А второе – Сашка просто захотел сыграть в собственную игру, и немедленно. Слишком ему надоело существовать как бы на вторых ролях. Зная его характер, я представлял, насколько его раздражает необходимость работать в команде, где лидирует не он. И пусть все операции мы планировали совместно, и Сашка всегда сам определял свой круг прав и обязанностей, но все же…
Степень внутренней неудовлетворенности достигла критической отметки. Захотелось полной самостоятельности и независимости.
В принципе ничего страшного в этом нет.
Пусть покрутится, выпустит пар в автономном плавании по морю житейскому. Есть тут даже нечто обнадеживающее. Если сам я действительно выложился до конца и мечтаю только о покое (так раньше князья уходили в монахи, и даже государь император Александр Павлович, по слухам, преобразился в старца Федора Кузьмича), а в Сашке по-прежнему кипят силы и амбиции, так дай ему бог удачи…
Хуже другое – что, если крыша и у Шульгина начинает съезжать, только проявляется это в такой вот гипоманиакальной форме? Неукротимая активность и абсолютная убежденность в собственной правоте пополам с бредом преследования.

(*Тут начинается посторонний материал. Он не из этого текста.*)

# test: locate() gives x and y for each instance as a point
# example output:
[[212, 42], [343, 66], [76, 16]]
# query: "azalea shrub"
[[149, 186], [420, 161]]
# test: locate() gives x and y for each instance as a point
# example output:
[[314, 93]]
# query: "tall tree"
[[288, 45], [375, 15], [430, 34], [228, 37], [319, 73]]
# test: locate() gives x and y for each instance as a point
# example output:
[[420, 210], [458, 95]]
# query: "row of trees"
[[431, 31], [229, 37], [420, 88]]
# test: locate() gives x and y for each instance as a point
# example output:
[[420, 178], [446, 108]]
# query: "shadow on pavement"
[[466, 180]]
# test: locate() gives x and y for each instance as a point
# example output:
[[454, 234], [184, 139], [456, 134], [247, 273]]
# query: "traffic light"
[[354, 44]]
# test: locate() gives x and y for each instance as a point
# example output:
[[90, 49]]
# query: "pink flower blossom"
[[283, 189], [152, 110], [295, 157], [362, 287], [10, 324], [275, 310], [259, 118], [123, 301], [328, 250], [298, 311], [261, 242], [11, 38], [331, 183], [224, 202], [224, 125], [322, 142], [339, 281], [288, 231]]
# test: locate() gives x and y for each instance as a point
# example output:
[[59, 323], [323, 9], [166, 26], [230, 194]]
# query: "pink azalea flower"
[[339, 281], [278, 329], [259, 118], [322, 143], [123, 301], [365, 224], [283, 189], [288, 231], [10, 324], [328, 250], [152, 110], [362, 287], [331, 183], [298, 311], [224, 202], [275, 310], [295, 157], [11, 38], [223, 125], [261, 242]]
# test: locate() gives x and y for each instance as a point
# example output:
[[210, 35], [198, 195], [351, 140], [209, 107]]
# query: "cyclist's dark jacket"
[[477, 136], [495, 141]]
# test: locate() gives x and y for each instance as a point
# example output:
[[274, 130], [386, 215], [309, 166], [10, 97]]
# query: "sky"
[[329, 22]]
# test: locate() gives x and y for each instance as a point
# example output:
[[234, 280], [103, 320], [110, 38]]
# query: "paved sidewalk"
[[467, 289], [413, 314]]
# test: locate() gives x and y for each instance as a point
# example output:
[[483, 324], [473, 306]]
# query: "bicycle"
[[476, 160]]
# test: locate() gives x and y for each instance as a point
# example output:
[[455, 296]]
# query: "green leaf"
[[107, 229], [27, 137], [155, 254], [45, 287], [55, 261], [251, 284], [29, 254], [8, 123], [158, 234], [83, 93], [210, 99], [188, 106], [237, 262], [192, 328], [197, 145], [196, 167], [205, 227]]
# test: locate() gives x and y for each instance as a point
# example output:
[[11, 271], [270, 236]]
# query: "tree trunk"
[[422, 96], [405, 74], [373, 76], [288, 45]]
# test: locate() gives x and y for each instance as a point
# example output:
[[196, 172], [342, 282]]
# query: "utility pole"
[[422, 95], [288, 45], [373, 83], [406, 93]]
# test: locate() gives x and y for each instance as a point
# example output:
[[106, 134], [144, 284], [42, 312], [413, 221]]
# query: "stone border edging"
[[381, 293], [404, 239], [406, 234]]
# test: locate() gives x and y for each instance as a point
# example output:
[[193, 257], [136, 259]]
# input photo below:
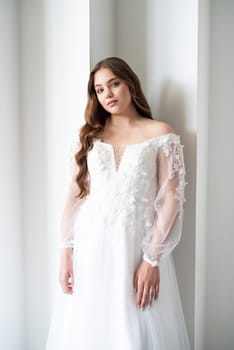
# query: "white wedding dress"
[[134, 208]]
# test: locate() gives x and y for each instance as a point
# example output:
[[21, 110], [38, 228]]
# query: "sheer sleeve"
[[70, 209], [168, 204]]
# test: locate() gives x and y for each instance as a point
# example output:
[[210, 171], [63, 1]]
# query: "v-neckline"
[[126, 148], [112, 148]]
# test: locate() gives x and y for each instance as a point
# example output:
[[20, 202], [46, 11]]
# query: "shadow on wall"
[[171, 109]]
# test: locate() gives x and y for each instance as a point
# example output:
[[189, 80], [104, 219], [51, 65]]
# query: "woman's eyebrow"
[[108, 81]]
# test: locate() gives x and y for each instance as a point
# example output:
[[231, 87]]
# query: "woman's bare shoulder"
[[154, 128]]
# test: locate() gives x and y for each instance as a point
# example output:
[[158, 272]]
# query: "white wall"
[[219, 331], [32, 87], [54, 78], [11, 248]]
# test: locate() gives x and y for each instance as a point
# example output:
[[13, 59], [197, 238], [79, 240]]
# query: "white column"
[[219, 312], [35, 216], [202, 173], [11, 247]]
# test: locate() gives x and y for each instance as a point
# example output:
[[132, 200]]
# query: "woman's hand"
[[146, 283], [66, 277]]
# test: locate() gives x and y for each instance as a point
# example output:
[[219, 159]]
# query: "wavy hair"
[[95, 115]]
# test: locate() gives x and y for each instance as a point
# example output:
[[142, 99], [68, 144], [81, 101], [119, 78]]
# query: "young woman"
[[122, 219]]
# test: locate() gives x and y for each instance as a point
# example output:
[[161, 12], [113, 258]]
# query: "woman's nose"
[[109, 93]]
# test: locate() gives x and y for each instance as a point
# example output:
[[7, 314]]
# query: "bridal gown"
[[134, 210]]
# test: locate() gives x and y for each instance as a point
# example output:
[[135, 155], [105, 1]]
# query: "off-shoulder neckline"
[[168, 135]]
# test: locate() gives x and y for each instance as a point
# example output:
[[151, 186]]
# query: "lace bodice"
[[143, 184]]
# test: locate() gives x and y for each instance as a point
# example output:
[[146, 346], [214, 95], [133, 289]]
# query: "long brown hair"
[[96, 115]]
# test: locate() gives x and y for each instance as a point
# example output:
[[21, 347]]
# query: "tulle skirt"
[[101, 314]]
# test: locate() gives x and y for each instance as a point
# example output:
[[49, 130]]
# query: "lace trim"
[[67, 243], [118, 153], [176, 168]]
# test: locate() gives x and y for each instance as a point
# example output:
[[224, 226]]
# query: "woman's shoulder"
[[154, 128]]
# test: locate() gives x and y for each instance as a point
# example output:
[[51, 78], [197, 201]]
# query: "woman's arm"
[[166, 231]]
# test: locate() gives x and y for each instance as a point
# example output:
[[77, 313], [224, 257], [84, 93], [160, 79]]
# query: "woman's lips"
[[112, 103]]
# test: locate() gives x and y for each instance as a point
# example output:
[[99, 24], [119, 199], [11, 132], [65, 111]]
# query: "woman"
[[122, 219]]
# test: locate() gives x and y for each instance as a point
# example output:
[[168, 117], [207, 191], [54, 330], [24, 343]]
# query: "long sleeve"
[[167, 227], [71, 207]]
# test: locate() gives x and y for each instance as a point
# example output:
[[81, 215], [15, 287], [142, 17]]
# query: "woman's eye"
[[99, 91], [115, 84]]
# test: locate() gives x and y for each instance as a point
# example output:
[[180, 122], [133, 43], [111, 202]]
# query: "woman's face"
[[112, 93]]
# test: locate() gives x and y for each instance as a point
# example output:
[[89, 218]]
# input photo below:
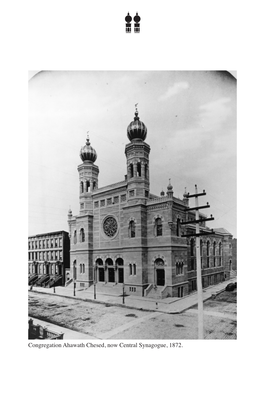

А впрочем, все это ерунда. «Все будет так, как должно быть, даже если будет иначе».
– Ты, как я понимаю, все уже продумал и подготовил? – спросил я, имея в виду первый этап Сашкиной импровизации. – Стратегические-то цели нашей операции остаются прежними?
Если только Шульгин, оказавшись на свободе, не начнет перекраивать и их.
– А что тут особенно готовить? Я всегда готов, и снаряжение в полном порядке.
Еще одна интересная мысль пришла мне в голову.
– Предположим, что как раз Держателям и хочется нас разлучить? В каких-то собственных целях. Не зря же идея эта возникла у тебя буквально только что?
Впрочем, сразу же я поправил сам себя. Единственное, что утешало и обнадеживало, – по всем известным фактам и косвенным рассуждениям выходило так, что впрямую на мое и Сашкино мышление Держатели воздействовать как раз и не могли.
Отчего и изобретали всякие окольные ходы. Чтобы принудить нас к тем или иным «добровольным» поступкам.
Все-таки Антон, наверное, был прав. Если бы умел кто-то путем внушения принуждать нас к желаемым поступкам, вообще все наши приключения не имеют смысла.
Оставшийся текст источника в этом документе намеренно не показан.